Reduced Neurite Density in Pre-manifest Huntingtons Disease Population detected by NODDI

Jiaying Zhang 1 , Rachael I Scahill 2 , Alexandra Durr 3 , Blair Leavitt 4 , Raymund Roos 5 , Sarah J Tabrizi 2 , and Hui Zhang 1

1 Department of Computer Science and Centre for Medical Image Computing, UCL, London, United Kingdom, 2 Institute of Neurology, UCL, London, United Kingdom, 3 Department of Genetics and Cytogenetics, INSERM UMR S679, APHP Hpital de la Salptrire, Paris, France, 4 Department of Medical Genetics, University of British Columbia, British Columbia, Canada, 5 Department of Neurology, Leiden University Medical Centre, Leiden, Netherlands

The early detection of microstructural abnormalities in pre-manifest Huntingtons disease (pre-HD) population is important for the development of suitable biomarkers for clinical trials as well as inform future therapeutic strategy.

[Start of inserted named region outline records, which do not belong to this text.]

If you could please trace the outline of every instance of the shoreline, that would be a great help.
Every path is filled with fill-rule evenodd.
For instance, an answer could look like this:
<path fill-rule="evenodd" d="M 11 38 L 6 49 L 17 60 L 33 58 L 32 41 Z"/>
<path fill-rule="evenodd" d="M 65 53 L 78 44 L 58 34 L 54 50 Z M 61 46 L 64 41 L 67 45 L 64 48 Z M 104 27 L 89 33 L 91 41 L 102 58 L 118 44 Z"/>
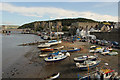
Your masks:
<path fill-rule="evenodd" d="M 3 78 L 45 78 L 51 74 L 56 72 L 60 72 L 61 75 L 59 78 L 78 78 L 78 74 L 83 76 L 87 73 L 87 71 L 80 71 L 73 61 L 74 57 L 78 57 L 80 55 L 87 55 L 89 46 L 86 42 L 63 42 L 57 46 L 66 46 L 64 49 L 68 47 L 77 47 L 82 48 L 83 50 L 80 52 L 73 52 L 71 56 L 65 60 L 55 62 L 55 63 L 47 63 L 44 61 L 44 58 L 40 58 L 38 55 L 40 54 L 40 49 L 37 46 L 31 46 L 31 50 L 26 52 L 26 54 L 19 60 L 16 61 L 15 64 L 10 66 L 7 70 L 3 71 Z M 56 47 L 56 46 L 53 46 Z M 93 55 L 93 53 L 90 53 Z M 101 67 L 104 63 L 108 63 L 113 69 L 118 68 L 118 55 L 117 56 L 103 56 L 101 54 L 97 54 L 101 59 L 101 63 L 99 67 Z M 114 64 L 114 65 L 113 65 Z M 91 69 L 90 71 L 94 71 L 95 69 Z"/>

Although tissue microstructure has traditionally been quantified with DTI, more advanced techniques such as NODDI are now available which may provide more specific measures. This study tests this hypothesis in pre-HD. We find that, compared to DTI, NODDI findings are not only more specific, revealing widespread reductions in neurite density, but also more sensitive, detecting more extensive and more statistically significant differences.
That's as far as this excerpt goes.